Doveva costare sui 100 milioni di sterline, l’incoronazione di re Carlo III e della regina Camilla prevista per sabato 6 maggio a Westminster. Ovverossia una celebrazione ridotta al minimo, breve e con pochi Reali nei ruoli ufficiali, priva degli sfarzi eccessivi goduti da Elisabetta II nel 1953 (1,57 milioni di sterline; 47 milioni di oggi). Invece, ammette Buckingham Palace, la cifra per Operation Golden Orb (il nomignolo in codice dato all’evento) ha appena superato i 250, ovvero quasi 300 milioni di euro.

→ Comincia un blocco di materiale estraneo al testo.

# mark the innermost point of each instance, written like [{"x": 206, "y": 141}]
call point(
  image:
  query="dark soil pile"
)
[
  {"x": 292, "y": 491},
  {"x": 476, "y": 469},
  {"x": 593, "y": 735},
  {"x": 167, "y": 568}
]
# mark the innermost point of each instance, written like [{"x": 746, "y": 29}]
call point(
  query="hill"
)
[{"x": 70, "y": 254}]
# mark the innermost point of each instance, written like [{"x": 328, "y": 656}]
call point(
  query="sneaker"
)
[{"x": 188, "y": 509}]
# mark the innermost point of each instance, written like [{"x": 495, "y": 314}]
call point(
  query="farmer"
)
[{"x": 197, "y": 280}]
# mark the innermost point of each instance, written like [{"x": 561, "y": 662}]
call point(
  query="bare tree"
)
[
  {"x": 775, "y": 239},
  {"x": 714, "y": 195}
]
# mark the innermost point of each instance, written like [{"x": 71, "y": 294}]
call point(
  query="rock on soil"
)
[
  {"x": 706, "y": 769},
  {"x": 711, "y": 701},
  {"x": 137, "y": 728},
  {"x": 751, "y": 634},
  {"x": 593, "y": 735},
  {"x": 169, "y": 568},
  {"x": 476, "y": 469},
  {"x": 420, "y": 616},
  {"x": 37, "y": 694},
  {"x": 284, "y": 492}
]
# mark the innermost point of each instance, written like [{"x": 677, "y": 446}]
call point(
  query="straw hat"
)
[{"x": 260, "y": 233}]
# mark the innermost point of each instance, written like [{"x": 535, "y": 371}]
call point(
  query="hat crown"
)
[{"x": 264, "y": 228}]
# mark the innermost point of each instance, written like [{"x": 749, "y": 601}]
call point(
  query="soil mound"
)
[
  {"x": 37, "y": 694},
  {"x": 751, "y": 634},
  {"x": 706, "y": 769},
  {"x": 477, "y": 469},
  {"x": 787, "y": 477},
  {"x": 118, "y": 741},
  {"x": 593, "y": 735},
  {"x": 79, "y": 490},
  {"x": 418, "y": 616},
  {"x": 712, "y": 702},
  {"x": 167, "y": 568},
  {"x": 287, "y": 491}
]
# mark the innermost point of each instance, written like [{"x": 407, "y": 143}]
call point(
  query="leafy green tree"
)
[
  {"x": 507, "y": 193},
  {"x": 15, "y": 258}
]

In un momento di grave crisi economica per il paese, esasperati dalle conseguenze quotidiane del carovita e irritati da una serie di lunghi scioperi in diversi settori pubblici, i contribuenti britannici – pur dicendosi orgogliosi, in massima parte, della storica occasione – cominciano a preoccuparsi.
Per di più, si chiedono sempre i sudditi, sarà solo il governo a pagare? Secondo un recente sondaggio, i contribuenti preferirebbero che a sborsare il costo finale sia lo stesso Carlo. In fin dei conti, grazie all’eredità della madre oggi il monarca può vantare una fortuna personale di quasi due miliardi di sterline. La Royal Family, notoriamente riluttante a rivelare l’entità dei suoi conti in banca e i propri movimenti finanziari, sborserà qualcosa di suo?
Tutta colpa delle spese più ingenti di quanto previsto in origine per le misure di sicurezza. Queste sono state incrementate a causa delle attuali minacce non solo da parte di gruppi terroristici ma anche di quelli anti-monarchici, che da mesi seguono il nuovo sovrano in ogni sua apparizione pubblica, gridando slogan poco Royal. O almeno così si giustificano i responsabili dell’organizzazione, ansiosi per l’eventualità di attacchi contro il re specie durante le processioni.
Migliaia di agenti di polizia e bodyguard extra circoleranno per le strade del centro di Londra fin dalle prime ore del mattino. Centinaia di tiratori scelti si apposteranno sui tetti dei palazzi e migliaia di droni saranno utilizzati per spiare, in caso di attività illecite, tra i milioni di cittadini che sono attesi per le celebrazioni.
I servizi di intelligence, quelli paramedici e dei vigili del fuoco sono stati tutti potenziati, così come le unità specializzate in attacchi con armi chimiche, biologiche e persino nucleari. Il tutto a un costo complessivo di circa 150 milioni di sterline.
Al costo delle misure di sicurezza vanno aggiunte le spese per gli speciali sistemi di controllo del traffico aereo, implementati già in questi giorni nei maggiori aeroporti britannici e in quelli della Royal Air Force, dove si attende l’arrivo di numerosi invitati illustri (in tutto saranno circa 2mila, ben pochi in confronto agli 8mila di Elisabetta). E qui sono i gruppi ambientalisti internazionali come Just Stop Oil a minacciare ritorsioni.
I rimanenti 100 milioni sono stati, invece, riservati all’organizzazione degli eventi, dalla cerimonia nell’Abbazia di Westminster, al mega concerto a Windsor e agli street party che si terranno in tutto il Regno Unito. Ma secondo gli esperti, le spese saranno impossibili da quantificare fino al completamento delle celebrazioni e i costi finali dell’Incoronazione di re Carlo sono sicuramente destinati ad aumentare. A dispetto di quel che ne dicono i contribuenti.